The confidentiality for any party involved in an alleged harassment incident, including the complainant, the respondent and/or witnesses, will be respected insofar as it does not interfere with the University’s obligation to investigate allegations of harassment and discrimination and to take corrective action where appropriate.
In keeping with its policies, Chapman University not only fully complies with all local, state and federal laws concerning harassment and discrimination, but also provides a means to assure fair treatment to any student, employee or member of the University community who believes the policy prohibiting harassment and discrimination has been violated. It is the policy of the University that all charges of harassment be reviewed in a confidential, sensitive and expeditious manner. For further information, concerning Chapman University's Harassment and Discrimination Policy, please contact the University's Equal Opportunity and Diversity Officer at (714) 997–6847.
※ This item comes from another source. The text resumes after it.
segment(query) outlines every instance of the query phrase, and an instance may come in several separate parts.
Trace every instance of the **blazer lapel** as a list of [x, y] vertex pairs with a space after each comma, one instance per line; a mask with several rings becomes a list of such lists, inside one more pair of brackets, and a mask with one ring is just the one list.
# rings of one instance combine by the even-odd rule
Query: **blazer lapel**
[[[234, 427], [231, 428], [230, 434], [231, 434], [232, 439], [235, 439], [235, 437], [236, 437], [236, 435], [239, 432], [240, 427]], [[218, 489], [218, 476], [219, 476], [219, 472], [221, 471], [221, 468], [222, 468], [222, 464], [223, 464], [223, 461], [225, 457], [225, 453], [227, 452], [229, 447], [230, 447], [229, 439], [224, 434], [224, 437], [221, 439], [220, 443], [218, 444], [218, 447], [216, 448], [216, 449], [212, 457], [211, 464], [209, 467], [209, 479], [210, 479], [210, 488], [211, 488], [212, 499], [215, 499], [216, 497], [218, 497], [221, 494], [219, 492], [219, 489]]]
Hazing, indecent or disorderly conduct or failure to comply with the directions of Chapman officials acting in the regular performance of their duties are not compatible with the University’s function as an educational intuition. Any such behavior will result in conduct proceedings and appropriate consequences.
Students attending Chapman are subject to local, state and federal laws. Chapman reserves the right to impose institutional sanctions for violations of public laws, even when such violations occur off University property. Students may also be subject to civil and/or criminal charges for offenses on Chapman property, if such offenses are in violation of local, state or federal laws.
Chapman’s policy regarding confidentiality is in keeping with the Family Educational Rights and Privacy Act (FERPA), which affords students certain rights with respect to their education records, a summary of which follows:
One exception that permits disclosure without consent is disclosure to school officials with legitimate educational interests. School officials are individuals or entities working for or on the behalf of Chapman University. A school official has a legitimate educational interest if the official needs to review an education record in order to fulfill his or her professional responsibility.
As allowed within FERPA guidelines, Chapman University may disclose education records without consent to officials of another school, upon request, in which a student seeks or intends to enroll.
At its discretion, Chapman University may provide public directory information in accordance with the provisions of the Family Educational Rights and Privacy Act. Directory information is defined as information that would not generally be considered harmful or an invasion of privacy if disclosed. Students may withhold directory information by notifying the University Registrar in writing.
A complete text of Chapman’s annual notification to students of their rights under FERPA is contained on the website of the Office of the University Registrar.
Any form of violence is forbidden and may result in immediate suspension from the campus and upon appropriate determination, expulsion from Chapman University.